Der Cancan im Schatten von Kunst und Liebe
Montmartre - Licht und SchattenEin Roman der sich mit der Kunst in einem besonderen Viertel von Paris beschäftigt. Zwei Frauen deren Lebensverhältnisse unterschiedlicher nicht sein könnten werden am selben Tag geboren und wissen in ...
Ein Roman der sich mit der Kunst in einem besonderen Viertel von Paris beschäftigt. Zwei Frauen deren Lebensverhältnisse unterschiedlicher nicht sein könnten werden am selben Tag geboren und wissen in ihrer Kindheit noch nicht, inwieweit sich ihre Wege kreuzen werden. Die Geschichte wird abwechselnd erzählt und somit lernen die Lesenden sowohl Elise Lambert als auch Valérie Dumas näher kennen.

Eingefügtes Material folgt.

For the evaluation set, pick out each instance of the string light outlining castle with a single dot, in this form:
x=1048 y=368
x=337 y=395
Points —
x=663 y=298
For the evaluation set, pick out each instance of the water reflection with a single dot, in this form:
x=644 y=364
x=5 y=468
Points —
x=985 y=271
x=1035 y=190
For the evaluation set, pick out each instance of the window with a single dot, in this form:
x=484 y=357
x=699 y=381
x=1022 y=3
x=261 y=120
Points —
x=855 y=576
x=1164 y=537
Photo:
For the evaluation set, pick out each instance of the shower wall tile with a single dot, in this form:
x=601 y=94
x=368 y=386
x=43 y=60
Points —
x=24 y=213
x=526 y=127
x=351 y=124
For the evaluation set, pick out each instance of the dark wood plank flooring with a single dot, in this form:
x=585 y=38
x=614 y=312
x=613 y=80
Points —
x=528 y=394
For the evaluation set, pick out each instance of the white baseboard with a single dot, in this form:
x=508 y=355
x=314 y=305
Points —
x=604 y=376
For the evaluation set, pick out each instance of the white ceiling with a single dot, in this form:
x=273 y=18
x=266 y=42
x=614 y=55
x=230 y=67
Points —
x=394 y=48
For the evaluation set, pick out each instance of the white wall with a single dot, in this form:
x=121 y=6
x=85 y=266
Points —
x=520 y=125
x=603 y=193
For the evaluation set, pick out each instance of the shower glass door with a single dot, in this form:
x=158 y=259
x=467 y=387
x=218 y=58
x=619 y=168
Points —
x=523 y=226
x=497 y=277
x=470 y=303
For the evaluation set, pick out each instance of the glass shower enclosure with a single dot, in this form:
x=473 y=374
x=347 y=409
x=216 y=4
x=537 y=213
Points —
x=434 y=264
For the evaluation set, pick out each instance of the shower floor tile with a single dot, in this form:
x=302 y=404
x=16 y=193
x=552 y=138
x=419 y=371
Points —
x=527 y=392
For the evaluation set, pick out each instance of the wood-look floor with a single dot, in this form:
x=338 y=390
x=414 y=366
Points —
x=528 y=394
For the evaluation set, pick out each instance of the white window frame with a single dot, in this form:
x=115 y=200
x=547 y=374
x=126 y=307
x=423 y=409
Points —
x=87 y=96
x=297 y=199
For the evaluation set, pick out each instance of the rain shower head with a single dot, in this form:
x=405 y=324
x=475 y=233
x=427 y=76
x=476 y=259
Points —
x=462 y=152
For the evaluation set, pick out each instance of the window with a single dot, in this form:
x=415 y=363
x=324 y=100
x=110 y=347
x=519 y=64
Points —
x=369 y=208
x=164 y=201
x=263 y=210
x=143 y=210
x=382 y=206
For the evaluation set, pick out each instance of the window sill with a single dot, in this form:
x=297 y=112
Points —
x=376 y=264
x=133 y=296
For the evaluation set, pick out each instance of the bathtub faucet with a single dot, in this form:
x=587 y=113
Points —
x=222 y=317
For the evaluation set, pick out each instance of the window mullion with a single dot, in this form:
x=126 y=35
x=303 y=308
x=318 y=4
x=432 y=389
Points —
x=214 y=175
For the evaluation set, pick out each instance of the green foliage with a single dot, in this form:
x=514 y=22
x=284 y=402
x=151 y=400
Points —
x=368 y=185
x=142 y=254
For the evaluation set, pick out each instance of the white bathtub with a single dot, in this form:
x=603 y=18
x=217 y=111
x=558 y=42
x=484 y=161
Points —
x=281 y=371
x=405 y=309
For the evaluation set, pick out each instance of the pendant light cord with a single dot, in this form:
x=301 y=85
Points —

Elise entdeckt das Tanzen für sich, während Valérie die Malerei liebt. Das Leben in Montmartre ändert sich mit der Zeit und beide Frauen werden mit der harten Realität konfrontiert. Werden sie es schaffen ihre Träume zu verwirklichen. Beide Hauptcharaktere sind sehr starke Persönlichkeiten. Elise treibt neben ihren Träumen vom Tanz die Sorgen um ihre Familie mit sich herum. Valérie kämpft gegen eine sehr konservative Mutter an und auch gegen die Standesdenke der damaligen Zeit. Denn dass Frauen zeichnen möchten, war damals unter dem Gesellschaftsdenken undenkbar. Sehr vielfältig sind die zahlreichen Nebencharaktere dieser Handlung. Am einprägsamsten waren dabei Louise Weber, die Freundin von Elise und Startänzerin des Cancans, sowie der Kunstmaler Henri de Toulouse-Lautrec hier nur Henri genannt. Gerade Henri war für mich besonders, da er die stärkste männliche Figur für mich in dieser Geschichte war. Er ist auf der einen Seite ein sehr tragischer Charakter, auch wenn er in seinem Verhalten neben Licht leider auch manchmal Schatten wirft. Ich mochte ihn in vielen Punkten manchmal schockierte mich aber auch sein verhalten.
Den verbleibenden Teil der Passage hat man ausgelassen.